I still kind of think that maybe a mention to plugins being the primarily mechanism for module resolution in the wasm case would be helpful to the uninitiated, but guessing people would probably arrive there on their own after thoroughly reading through the plugin documentation.

Example code for handling the simple case is above should someone stumble across this thread. Thanks again for your help!

1SAURABHKUMAR1 commented 2 years ago

Hi sinclairzx81 . Can you please share those code in sandbox . I am trying to build a online code editor

sinclairzx81 commented 2 years ago

@1SAURABHKUMAR1 Hello. The code above is the entirety of the setup. You should be able to copy and paste it into a sandbox of your choosing. The Path import is a browser compatible version of Node's path core module. You should be able to source these functions from the web.

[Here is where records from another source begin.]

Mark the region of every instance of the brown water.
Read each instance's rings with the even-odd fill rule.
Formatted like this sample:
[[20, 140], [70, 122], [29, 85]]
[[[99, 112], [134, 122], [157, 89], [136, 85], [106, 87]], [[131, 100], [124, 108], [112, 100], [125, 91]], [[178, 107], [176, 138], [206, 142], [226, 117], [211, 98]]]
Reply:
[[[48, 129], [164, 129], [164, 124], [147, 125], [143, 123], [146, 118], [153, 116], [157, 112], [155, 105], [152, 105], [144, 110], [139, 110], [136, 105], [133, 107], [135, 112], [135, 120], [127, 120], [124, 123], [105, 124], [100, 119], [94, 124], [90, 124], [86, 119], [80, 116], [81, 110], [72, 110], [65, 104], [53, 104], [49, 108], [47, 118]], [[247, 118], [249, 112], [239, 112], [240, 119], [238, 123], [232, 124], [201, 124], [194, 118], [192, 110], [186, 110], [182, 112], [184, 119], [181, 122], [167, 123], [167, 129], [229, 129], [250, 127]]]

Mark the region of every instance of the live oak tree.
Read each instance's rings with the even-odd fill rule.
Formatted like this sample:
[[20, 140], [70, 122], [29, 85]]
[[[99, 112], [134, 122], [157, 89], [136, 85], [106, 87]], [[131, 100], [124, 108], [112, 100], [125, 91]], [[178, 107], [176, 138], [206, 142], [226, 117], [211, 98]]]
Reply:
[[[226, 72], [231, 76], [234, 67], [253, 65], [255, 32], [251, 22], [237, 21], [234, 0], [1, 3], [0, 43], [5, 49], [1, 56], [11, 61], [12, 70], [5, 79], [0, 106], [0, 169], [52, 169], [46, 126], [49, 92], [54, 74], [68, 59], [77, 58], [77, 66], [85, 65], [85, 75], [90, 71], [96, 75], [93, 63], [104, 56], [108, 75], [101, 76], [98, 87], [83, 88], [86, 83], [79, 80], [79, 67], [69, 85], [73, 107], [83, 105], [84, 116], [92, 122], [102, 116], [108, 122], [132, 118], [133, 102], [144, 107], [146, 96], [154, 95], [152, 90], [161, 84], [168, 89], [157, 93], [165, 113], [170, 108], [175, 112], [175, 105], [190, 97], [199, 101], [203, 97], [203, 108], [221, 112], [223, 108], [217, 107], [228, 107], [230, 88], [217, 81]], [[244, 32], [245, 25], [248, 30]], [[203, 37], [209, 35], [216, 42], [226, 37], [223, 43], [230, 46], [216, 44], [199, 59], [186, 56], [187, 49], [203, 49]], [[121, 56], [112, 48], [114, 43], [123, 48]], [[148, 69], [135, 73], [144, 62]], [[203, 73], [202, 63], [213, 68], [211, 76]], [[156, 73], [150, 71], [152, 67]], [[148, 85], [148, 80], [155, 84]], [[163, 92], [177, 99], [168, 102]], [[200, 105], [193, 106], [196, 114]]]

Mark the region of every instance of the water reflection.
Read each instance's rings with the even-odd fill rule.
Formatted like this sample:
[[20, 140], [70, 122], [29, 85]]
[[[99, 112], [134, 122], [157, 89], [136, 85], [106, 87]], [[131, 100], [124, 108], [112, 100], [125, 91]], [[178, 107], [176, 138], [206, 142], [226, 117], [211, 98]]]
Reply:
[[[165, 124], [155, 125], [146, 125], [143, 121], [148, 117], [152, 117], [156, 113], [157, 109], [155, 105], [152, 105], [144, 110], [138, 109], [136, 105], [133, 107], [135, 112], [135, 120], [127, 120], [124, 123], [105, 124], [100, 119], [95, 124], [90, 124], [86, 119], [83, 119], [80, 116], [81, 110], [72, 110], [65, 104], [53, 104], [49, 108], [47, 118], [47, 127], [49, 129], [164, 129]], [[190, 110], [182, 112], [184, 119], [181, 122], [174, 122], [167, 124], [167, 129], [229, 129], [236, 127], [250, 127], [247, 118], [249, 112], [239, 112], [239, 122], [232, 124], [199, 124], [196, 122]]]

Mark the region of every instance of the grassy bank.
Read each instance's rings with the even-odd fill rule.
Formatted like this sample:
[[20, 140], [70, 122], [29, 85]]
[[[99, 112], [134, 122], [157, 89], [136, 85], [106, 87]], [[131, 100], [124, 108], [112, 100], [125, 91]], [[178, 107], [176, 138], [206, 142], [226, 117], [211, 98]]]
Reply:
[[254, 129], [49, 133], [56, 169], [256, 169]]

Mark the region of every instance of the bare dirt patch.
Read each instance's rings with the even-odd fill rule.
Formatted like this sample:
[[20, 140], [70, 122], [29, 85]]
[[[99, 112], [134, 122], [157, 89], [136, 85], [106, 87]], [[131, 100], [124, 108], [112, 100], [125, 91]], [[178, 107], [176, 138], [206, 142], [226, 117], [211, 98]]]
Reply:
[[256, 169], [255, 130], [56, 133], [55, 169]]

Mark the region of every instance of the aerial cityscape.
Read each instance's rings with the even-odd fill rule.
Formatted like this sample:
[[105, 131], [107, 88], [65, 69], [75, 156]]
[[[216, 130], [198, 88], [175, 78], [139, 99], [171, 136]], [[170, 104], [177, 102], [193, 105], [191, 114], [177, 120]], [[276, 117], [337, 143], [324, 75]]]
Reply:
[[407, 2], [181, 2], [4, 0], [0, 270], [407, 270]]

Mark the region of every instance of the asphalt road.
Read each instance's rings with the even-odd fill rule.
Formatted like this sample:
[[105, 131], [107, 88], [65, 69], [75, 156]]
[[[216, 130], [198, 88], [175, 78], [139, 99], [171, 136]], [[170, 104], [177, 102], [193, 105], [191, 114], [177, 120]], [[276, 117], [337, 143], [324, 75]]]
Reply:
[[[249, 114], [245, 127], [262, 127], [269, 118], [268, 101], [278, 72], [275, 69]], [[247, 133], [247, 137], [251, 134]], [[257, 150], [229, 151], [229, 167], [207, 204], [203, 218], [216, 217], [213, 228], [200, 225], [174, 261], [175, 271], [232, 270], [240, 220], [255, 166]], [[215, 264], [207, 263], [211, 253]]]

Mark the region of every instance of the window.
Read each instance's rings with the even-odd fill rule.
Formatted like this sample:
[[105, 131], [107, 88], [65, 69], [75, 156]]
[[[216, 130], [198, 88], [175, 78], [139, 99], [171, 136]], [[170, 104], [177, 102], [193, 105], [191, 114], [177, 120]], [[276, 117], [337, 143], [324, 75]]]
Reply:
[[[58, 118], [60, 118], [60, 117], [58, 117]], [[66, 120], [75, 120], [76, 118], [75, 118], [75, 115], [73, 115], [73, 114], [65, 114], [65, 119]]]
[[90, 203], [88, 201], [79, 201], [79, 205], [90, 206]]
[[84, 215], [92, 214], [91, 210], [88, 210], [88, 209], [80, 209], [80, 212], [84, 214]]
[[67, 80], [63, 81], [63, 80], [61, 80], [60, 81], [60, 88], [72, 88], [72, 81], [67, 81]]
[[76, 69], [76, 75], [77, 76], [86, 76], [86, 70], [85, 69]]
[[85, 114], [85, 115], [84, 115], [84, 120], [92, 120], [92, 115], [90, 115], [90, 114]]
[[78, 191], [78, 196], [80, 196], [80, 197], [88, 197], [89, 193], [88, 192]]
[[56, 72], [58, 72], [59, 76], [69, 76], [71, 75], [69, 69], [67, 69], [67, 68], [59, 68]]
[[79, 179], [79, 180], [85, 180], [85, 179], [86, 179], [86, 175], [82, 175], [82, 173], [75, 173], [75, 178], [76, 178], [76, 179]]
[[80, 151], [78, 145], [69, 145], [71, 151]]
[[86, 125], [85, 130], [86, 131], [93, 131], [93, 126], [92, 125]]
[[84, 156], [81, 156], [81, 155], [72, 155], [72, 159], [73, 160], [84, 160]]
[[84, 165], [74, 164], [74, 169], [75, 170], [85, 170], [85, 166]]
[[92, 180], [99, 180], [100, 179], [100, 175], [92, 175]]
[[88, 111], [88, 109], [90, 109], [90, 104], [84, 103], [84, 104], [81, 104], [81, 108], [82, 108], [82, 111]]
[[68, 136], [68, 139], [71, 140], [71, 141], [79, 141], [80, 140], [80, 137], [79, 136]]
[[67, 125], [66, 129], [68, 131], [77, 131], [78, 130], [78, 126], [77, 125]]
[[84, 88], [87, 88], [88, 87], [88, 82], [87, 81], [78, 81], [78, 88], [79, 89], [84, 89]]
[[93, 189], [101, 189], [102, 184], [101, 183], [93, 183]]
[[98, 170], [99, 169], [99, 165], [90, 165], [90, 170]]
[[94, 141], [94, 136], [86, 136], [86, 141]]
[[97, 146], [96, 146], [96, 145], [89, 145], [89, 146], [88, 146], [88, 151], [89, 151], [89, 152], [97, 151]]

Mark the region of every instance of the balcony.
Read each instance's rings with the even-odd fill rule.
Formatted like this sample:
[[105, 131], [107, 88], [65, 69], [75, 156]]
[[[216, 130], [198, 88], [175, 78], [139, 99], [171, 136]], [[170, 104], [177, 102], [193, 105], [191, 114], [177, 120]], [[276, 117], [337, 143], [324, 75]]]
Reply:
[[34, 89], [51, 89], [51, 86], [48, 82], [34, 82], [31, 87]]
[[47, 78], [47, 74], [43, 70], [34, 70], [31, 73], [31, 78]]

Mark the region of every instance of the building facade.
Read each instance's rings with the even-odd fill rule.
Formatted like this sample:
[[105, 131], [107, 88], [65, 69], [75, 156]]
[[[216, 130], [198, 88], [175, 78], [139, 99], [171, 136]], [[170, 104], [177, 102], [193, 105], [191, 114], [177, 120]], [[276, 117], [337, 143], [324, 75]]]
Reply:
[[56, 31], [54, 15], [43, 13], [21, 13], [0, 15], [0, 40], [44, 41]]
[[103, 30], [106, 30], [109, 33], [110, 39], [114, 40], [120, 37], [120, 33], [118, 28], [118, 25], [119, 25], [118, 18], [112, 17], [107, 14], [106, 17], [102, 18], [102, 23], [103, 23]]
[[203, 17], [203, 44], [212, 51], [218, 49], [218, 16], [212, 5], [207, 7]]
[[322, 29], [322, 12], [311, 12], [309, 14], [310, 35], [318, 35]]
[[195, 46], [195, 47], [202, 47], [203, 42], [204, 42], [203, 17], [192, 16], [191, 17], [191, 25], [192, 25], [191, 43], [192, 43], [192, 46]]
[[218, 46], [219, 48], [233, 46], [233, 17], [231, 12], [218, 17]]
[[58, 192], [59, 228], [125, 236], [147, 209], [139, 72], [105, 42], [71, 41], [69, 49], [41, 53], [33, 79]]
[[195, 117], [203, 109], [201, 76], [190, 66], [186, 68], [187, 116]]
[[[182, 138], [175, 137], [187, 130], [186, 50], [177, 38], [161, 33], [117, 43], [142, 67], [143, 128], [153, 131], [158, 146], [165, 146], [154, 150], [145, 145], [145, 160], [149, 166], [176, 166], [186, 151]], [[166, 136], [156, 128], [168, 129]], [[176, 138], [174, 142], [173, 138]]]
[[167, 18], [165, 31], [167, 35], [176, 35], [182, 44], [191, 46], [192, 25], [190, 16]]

1SAURABHKUMAR1 commented 2 years ago

@sinclairzx81 Thanks for information . I was a bit confused about Path module

1SAURABHKUMAR1 commented 2 years ago

@sinclairzx81 Can you help me to convert this piece of code into import via file path and also import via skypack or any other cdn

sinclairzx81 commented 2 years ago

@1SAURABHKUMAR1 See reference project here https://github.com/sinclairzx81/esbuild-wasm-resolve

You can either clone and customize it or just take it as a dependency. See example project included for usage.

Hope that helps S

MarketingPip commented 1 month ago

@sinclairzx81 - I thank you so much. I have been looking for this forever.